Il a souri et m’a dit :

– Il n’y a pas de problème, c’est pour ça qu’existent les amis !

Je me suis senti très heureux et fier d’avoir un ami comme lui.

Je l’ai accompagné à la porte de la maison et pendant qu’il marchait vers la voiture, je lui ai crié de loin :

– À présent, tout va bien, mais pourquoi m’as-tu téléphoné hier soir si tard ?

Il est revenu vers moi et m’a dit à voix basse qu’il voulait me donner une nouvelle…

Alors, je lui ai demandé :

– Quelle nouvelle ?

Il me répondit :

– Je suis allé chez le médecin qui m’a diagnostiqué une grave maladie.

Je suis resté muet… mais il m’a souri et m’a dit :

– On en reparlera, je te souhaite une belle journée.

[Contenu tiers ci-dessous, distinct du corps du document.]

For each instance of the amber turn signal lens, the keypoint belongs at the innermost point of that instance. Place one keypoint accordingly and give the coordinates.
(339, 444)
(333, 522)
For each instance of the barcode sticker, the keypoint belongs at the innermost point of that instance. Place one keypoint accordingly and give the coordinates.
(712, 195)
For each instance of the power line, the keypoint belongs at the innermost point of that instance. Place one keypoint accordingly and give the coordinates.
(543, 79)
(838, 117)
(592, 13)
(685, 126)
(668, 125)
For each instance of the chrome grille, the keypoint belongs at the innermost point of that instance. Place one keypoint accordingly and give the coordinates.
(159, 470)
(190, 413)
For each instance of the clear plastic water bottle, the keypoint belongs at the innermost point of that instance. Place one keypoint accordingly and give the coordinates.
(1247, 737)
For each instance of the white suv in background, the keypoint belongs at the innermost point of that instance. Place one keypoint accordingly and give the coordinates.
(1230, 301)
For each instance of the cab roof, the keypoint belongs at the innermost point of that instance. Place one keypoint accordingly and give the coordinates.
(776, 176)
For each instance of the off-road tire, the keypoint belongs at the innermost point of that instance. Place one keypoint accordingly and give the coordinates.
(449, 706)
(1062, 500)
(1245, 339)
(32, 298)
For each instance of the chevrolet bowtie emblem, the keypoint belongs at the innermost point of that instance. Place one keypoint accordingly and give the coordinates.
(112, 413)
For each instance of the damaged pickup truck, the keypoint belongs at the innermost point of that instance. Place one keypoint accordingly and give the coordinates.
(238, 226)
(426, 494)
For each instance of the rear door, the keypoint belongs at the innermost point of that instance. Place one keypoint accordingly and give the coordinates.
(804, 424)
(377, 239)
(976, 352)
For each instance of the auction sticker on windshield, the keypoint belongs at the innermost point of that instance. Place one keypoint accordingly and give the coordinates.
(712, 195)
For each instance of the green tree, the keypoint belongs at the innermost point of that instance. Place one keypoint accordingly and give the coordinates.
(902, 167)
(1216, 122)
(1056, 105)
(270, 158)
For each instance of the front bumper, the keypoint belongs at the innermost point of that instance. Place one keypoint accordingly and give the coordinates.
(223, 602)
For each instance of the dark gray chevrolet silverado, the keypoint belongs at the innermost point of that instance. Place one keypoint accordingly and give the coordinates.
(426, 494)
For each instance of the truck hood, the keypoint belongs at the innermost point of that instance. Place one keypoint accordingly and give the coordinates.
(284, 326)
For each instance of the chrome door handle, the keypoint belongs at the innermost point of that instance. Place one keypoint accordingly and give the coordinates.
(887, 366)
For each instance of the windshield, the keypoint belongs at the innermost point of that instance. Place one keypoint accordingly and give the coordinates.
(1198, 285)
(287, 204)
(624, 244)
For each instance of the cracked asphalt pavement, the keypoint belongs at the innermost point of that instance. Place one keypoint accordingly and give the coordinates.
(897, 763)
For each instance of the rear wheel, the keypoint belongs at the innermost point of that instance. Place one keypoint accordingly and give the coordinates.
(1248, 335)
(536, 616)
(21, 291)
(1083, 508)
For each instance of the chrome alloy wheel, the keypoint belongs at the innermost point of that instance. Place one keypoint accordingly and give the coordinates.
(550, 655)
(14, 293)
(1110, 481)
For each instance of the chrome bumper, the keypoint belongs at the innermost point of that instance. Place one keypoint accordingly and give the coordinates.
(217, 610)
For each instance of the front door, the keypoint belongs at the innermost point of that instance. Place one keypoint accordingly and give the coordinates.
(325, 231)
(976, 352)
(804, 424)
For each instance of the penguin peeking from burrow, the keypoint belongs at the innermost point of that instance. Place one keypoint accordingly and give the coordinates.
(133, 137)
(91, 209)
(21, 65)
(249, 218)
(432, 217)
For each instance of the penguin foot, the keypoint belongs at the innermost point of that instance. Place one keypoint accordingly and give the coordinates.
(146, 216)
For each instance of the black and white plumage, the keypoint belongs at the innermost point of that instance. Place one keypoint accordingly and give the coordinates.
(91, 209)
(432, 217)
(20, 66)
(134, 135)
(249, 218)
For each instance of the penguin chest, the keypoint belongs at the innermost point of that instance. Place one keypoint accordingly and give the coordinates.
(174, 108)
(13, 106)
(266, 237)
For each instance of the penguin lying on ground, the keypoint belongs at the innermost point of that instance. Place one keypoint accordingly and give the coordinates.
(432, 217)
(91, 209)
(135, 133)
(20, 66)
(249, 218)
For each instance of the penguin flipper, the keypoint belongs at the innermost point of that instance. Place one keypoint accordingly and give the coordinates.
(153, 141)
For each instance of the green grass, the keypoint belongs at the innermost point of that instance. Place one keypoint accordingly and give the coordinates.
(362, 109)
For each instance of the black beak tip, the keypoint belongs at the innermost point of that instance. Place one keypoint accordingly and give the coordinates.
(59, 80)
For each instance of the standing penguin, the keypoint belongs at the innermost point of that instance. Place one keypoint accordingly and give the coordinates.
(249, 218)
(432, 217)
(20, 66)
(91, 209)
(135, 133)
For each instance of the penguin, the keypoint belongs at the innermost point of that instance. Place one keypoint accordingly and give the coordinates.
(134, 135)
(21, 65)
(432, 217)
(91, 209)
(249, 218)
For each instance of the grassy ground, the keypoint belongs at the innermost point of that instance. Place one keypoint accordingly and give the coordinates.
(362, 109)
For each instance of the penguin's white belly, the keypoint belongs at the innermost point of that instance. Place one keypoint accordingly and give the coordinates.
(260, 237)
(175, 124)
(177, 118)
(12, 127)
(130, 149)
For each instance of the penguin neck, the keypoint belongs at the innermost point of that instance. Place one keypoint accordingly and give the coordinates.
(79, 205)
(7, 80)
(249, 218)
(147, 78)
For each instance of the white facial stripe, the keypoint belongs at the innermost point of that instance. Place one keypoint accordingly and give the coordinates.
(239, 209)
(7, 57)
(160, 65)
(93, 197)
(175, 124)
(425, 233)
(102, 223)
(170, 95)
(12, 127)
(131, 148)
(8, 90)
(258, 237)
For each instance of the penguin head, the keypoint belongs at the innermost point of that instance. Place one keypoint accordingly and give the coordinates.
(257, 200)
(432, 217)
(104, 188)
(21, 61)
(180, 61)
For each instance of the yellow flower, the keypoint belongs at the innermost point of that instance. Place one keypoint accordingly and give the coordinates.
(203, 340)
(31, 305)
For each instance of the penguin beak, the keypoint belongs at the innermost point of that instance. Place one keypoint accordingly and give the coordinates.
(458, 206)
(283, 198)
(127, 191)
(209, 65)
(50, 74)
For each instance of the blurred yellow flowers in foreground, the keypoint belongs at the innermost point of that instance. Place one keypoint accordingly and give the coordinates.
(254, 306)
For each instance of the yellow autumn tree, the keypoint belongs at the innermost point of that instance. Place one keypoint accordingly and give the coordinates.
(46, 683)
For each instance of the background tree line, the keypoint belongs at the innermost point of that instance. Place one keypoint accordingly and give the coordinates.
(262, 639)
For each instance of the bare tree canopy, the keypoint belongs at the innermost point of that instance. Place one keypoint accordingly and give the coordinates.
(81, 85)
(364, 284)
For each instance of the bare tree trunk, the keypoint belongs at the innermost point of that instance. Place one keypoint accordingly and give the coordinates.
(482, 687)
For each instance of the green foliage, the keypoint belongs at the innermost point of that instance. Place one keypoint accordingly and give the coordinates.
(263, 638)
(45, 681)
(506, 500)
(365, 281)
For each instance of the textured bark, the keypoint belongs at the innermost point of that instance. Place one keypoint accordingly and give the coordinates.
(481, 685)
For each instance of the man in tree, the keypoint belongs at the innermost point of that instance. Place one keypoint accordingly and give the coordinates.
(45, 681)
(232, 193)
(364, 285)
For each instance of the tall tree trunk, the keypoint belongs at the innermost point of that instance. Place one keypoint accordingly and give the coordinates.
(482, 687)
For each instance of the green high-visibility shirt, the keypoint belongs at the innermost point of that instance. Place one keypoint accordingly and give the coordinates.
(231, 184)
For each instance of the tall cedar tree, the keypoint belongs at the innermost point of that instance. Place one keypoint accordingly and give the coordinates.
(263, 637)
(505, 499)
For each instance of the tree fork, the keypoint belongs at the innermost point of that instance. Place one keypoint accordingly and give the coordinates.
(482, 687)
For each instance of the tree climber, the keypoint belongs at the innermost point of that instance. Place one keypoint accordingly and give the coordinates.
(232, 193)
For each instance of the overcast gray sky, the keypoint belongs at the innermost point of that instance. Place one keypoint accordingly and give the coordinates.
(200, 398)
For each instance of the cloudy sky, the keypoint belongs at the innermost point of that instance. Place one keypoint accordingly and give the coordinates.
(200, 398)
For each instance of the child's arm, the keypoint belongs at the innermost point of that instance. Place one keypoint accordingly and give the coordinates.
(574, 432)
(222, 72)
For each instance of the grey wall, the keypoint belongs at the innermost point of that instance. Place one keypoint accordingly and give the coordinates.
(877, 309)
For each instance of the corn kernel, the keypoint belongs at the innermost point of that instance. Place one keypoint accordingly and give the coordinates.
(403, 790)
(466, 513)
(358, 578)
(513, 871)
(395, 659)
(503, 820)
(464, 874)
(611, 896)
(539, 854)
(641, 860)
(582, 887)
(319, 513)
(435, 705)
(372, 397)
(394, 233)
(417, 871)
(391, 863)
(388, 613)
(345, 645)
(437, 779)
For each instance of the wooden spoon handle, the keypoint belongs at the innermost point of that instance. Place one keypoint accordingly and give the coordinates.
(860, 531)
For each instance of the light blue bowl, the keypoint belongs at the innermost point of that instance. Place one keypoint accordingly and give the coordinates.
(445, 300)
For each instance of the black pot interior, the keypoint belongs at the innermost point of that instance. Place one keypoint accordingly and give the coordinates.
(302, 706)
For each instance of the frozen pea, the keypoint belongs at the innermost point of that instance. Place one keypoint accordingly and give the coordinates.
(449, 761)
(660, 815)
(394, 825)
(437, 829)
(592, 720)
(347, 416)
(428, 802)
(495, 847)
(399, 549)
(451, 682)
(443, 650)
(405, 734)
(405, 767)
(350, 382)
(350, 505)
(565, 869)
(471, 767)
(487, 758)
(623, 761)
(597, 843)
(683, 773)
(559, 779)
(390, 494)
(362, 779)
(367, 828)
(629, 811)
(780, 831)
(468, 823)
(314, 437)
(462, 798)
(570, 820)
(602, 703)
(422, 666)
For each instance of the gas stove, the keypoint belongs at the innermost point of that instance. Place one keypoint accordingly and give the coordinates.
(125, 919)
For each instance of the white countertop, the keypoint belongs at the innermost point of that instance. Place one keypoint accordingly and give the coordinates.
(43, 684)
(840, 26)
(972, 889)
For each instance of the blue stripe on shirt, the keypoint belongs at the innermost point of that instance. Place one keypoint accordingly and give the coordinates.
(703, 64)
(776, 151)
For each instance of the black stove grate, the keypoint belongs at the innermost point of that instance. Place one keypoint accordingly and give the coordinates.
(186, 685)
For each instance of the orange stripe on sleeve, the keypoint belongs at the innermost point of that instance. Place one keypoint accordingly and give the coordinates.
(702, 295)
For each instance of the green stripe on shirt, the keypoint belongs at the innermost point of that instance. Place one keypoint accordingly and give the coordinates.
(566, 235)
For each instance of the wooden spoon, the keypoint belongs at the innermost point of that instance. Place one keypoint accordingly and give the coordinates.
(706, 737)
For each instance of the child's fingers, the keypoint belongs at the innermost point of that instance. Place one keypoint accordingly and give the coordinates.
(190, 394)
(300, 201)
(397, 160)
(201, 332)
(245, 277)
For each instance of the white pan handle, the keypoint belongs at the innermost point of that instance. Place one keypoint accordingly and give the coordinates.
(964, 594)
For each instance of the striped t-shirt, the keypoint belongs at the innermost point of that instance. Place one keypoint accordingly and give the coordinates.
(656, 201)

Il s’est retourné et est parti…

Ça m’a pris un peu de temps pour me rendre compte de la situation, et je me suis demandé à plusieurs reprises : quand il m’a demandé comment j’allais, j’ai oublié de lui retourner la question, et j’ai juste parlé de moi.

Comment a-t-il eu la force de me sourire, de m’encourager, de me dire tout ce qu’il m’a dit, dans cette situation ? C’est incroyable !

… à partir de ce moment-là, ma vie a changé.

Maintenant, je suis moins dramatique avec mes problèmes et je profite plus pour les belles choses de la vie. Désormais, je dédie le bon temps aux gens que j’aime… Je leur souhaite qu’ils aient une belle journée et se souviennent que la vie est comme une échelle, si vous regardez en haut, vous serez toujours le dernier de la rangée, mais si vous regardez en bas, vous verrez qu’il y a beaucoup de gens qui voudraient être à votre place…

Auteur inconnu.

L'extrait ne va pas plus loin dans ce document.